In order to understand how abnormal brain activation is correlated with phonological deficits, we conducted Pearson’s correlations between the activation of channels exhibiting a significant interaction in each task (beta values of CH31 and CH37 for the high similarity to Chinese condition in the speech perception task and beta values of CH22 in the speech production task) and phonological awareness for children with RD and adults with RD separately. A negative correlation was found between the activation of CH37 during perception of Spanish syllables with high similarity to Chinese and pseudoword rhyming judgment (r = −0.629, pFDR = 0.084) for children with RD (Fig. 3c). No significant correlation was found between activation and phonological awareness in adults with RD. Steiger’s Z test revealed a significant difference between children with RD and adults with RD in the correlation between activation of CH37 during Spanish perception and pseudoword rhyming judgment (z = 2.90, p = 0.004).

Classification performance

Using LOOCV, the SVM classifier yielded an accuracy ranging from 60% to 90% when classifying children, adults, or all participants across the two fNIRS tasks (Table 2). For classifications with higher accuracy than the permutation tests, we listed the p-value. The null hypothesis distribution obtained from permutation testing is displayed in Supplementary Fig. 5.

Table 2 Accuracies of SVM across languages and tasks in the classification model

Brain regions with high discriminative power

For the five classifications that showed a significantly higher accuracy than the permutation tests (Table 2), we calculated the frequency of channels appearing in the optimum feature set during cross-validation. As Fig. 4a shows, several regions exhibited relatively large weights (appearing in at least 80% of the optimum feature sets of cross-validation folds) for classifying RD in children using the Spanish production task, including the left MTG (CH22) and the right supramarginal gyrus (CH29).

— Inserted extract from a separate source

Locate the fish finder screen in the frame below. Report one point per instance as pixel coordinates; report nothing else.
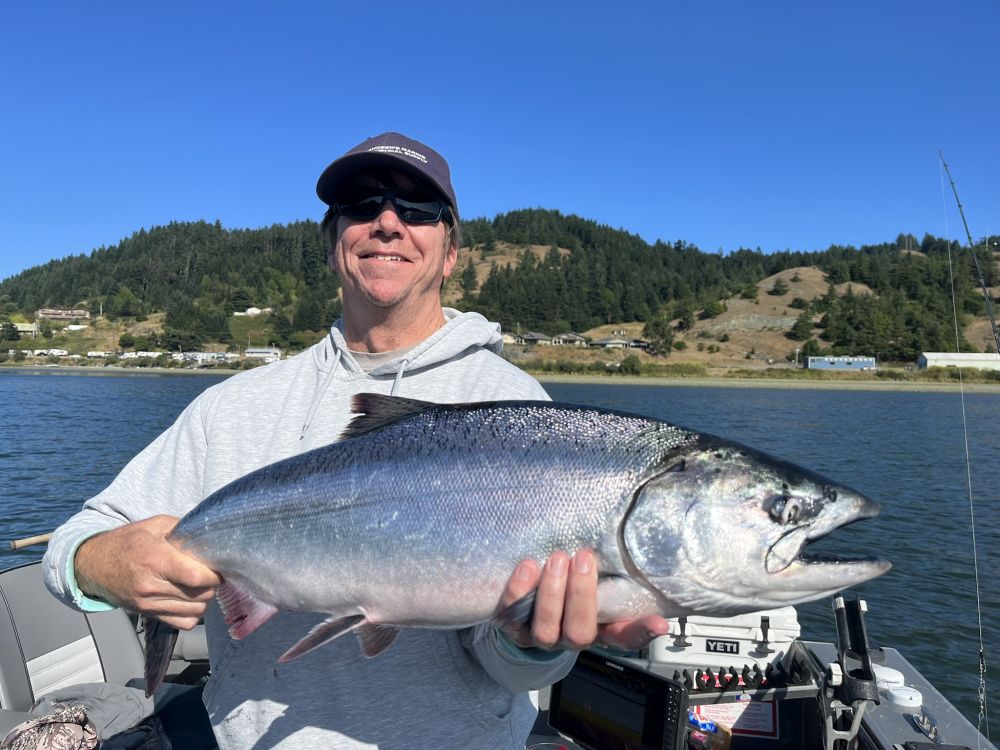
(601, 705)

Fig. 4: Feature weight maps for RD classification.
figure 4

a In children using the Spanish production task, b in adults using the Spanish perception task with low similarity to Chinese, c in adults using the Chinese production task, d in adults using the Chinese production task and the Spanish perception task with high similarity to Chinese, and e in children and adults using the Chinese production task. The Figure shows the weight assigned to each feature (fNIRS channel) in all folds of the LOOCV. The diameter of the sphere at each feature reflects its relative weight, with larger diameters indicating greater weights.

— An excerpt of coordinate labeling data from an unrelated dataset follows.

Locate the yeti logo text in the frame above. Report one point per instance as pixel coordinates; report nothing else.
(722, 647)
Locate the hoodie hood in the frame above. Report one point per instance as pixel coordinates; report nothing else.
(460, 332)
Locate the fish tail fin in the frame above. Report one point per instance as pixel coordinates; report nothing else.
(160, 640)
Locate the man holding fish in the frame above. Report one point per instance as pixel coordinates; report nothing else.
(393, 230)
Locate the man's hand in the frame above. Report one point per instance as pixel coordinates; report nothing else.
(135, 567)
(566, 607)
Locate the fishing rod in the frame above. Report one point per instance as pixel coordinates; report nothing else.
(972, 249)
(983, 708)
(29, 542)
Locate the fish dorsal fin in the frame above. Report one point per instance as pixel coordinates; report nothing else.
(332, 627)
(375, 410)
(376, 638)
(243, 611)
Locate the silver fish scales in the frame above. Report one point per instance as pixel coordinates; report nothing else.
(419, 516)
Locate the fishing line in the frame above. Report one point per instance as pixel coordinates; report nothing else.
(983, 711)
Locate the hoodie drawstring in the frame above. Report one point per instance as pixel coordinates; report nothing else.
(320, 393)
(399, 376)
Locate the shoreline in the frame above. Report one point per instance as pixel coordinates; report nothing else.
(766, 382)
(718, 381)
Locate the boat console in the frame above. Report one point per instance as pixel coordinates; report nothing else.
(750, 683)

For classifying RD in adults using the perception of Spanish syllables with low similarity to Chinese, Fig. 4b shows that the left DLPFC (CH2, CH13), left premotor and SMA (CH8), left MTG (CH22), right postcentral (CH34) and right IFG (CH31) exhibited relatively large weights.

For classifying RD in adults using the Chinese production task, Fig. 4c shows that the bilateral IFG (CH9, CH31), bilateral premotor and SMA (CH11, CH47), left MTG (CH24), right primary somatosensory cortex (CH33), right PMC (CH36, CH48) exhibited large weights.

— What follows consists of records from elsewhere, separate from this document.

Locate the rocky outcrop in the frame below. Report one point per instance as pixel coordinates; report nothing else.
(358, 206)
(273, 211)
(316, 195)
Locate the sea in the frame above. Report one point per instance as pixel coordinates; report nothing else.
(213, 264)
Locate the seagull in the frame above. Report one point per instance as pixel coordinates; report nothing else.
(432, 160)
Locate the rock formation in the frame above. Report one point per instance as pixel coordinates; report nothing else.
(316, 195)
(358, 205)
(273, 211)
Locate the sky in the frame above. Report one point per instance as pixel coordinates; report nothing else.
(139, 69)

In Fig. 4d for classifying RD in adults using the Chinese production task and the perception of Spanish syllables with high similarity to Chinese, activations that had large weights include the left IFG (CH9), left frontal eye fields (CH1), left PMC (CH10), right postcentral (CH27) left postcentral (CH11), left MTG (CH24), right DLPFC (CH37), right premotor and SMA (CH46 CH47 CH48).

When classifying RD in both children and adults using the Chinese production task, regions that showed large weights include the bilateral premotor and SMA (CH11, CH16, CH39, CH47), bilateral postcentral (CH19, CH27, CH36), bilateral MTG (CH24, CH25, CH28), left IFG (CH14), left supramarginal gyrus (CH18), and right IPL (CH41) (Fig. 4e).

Taken together, channels located in the left MTG were the most consistent region with high weights, because they appeared in all five classifications, and the left premotor cortex, left SMA, and the left IFG had high weights in three classifications.

Discussion

In the current study, we compared brain activation during speech perception and production in children and adults with or without RD. We found reduced Spanish pronunciation accuracy in children with RD compared to children without RD in the vowel frequency formants analysis. In the brain, we found reduced differences between adults and children in RD readers compared to readers without RD in the perception of Spanish syllables in the right inferior frontal gyrus (IFG) and right DLPFC, suggesting slowed development in these regions in individuals with RD. We also found reduced language differentiation between Chinese and Spanish in the left MTG in individuals with RD compared to individuals without RD in the production task. Moreover, using a machine learning approach, we found that brain activity patterns in the left MTG, left premotor, SMA, and left IFG during the speech tasks were the most reliable features for classifying individuals with RD. Our findings provide evidence for brain abnormalities associated with phonological deficits during foreign speech processing in RD from a developmental perspective. Discussion on the findings of behavioral assessments is presented in the supplementary discussion.

In the phonetic analysis, we found that children had better Spanish vowel pronunciation than adults, which is consistent with previous findings that children in general have advantages compared to adults in foreign speech imitation48,49. According to Yeni-Komshian et al.50, 11-year-old children achieved a better score in second-language pronunciation than adults, even though their scores were not as high as children younger than 6. Our study had exactly the same finding, suggesting that 11-year-old children still have advantages compared to adults in foreign speech learning.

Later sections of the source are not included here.